Toña tenía el rostro inerte y frío (apenas se escuchan todavía los Tecolines: “Ahora y siempre serás en mi vida, eterna ilusión” ). Volví a colocar mis manos en su cara como cuando quise darle consuelo por los trancazos inclementes y le dí a sorber agua. Ella veía la nada pero estoy seguro de su lucidez.
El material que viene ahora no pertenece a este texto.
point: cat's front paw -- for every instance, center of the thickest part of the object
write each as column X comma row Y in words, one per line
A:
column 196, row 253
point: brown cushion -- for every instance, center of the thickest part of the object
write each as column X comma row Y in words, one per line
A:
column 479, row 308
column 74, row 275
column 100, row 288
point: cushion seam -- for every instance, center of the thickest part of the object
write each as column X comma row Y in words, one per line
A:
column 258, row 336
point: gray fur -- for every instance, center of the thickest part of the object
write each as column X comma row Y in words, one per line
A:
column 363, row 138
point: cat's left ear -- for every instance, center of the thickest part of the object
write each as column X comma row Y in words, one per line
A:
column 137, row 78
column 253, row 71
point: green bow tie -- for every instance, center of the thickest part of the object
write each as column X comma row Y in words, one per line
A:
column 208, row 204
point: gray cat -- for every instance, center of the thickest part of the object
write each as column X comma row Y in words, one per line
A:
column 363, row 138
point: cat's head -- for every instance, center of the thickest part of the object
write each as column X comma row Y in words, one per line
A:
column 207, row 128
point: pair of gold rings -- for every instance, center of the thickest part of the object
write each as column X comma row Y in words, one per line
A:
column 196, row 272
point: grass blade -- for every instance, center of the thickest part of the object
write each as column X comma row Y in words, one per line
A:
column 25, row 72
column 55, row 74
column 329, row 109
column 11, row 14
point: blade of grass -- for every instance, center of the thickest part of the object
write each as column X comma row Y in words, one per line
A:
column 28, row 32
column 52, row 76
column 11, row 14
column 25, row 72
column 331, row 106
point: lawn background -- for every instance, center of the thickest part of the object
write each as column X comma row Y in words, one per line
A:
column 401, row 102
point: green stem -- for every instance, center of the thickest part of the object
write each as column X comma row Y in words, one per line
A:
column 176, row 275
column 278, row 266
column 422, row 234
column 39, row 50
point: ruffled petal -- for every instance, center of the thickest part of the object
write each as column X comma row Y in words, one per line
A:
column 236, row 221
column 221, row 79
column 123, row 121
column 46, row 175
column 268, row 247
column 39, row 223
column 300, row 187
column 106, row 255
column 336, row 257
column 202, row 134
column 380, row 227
Al final, nuestros recuerdos son lo único que se queda con nosotros y son tan leales que permiten que hagamos con ellos lo que sea, como los nuestros que son los de ella y los míos juntos, “desde tu cerveza de raíz hasta cuando Santo nos salvó de los malos”, y entonces reímos en serio sabiendo que sería la última vez. De ese momento sólo recuerdo su cabeza calva estéril en mi hombro, en tanto sus dedos me aprietaban la espalda. Cada que miro esta escena comienzo a dormir y a veces sueño que cantamos juntos en la azotea mientras a mí también se me escapa la vida entre recuerdos.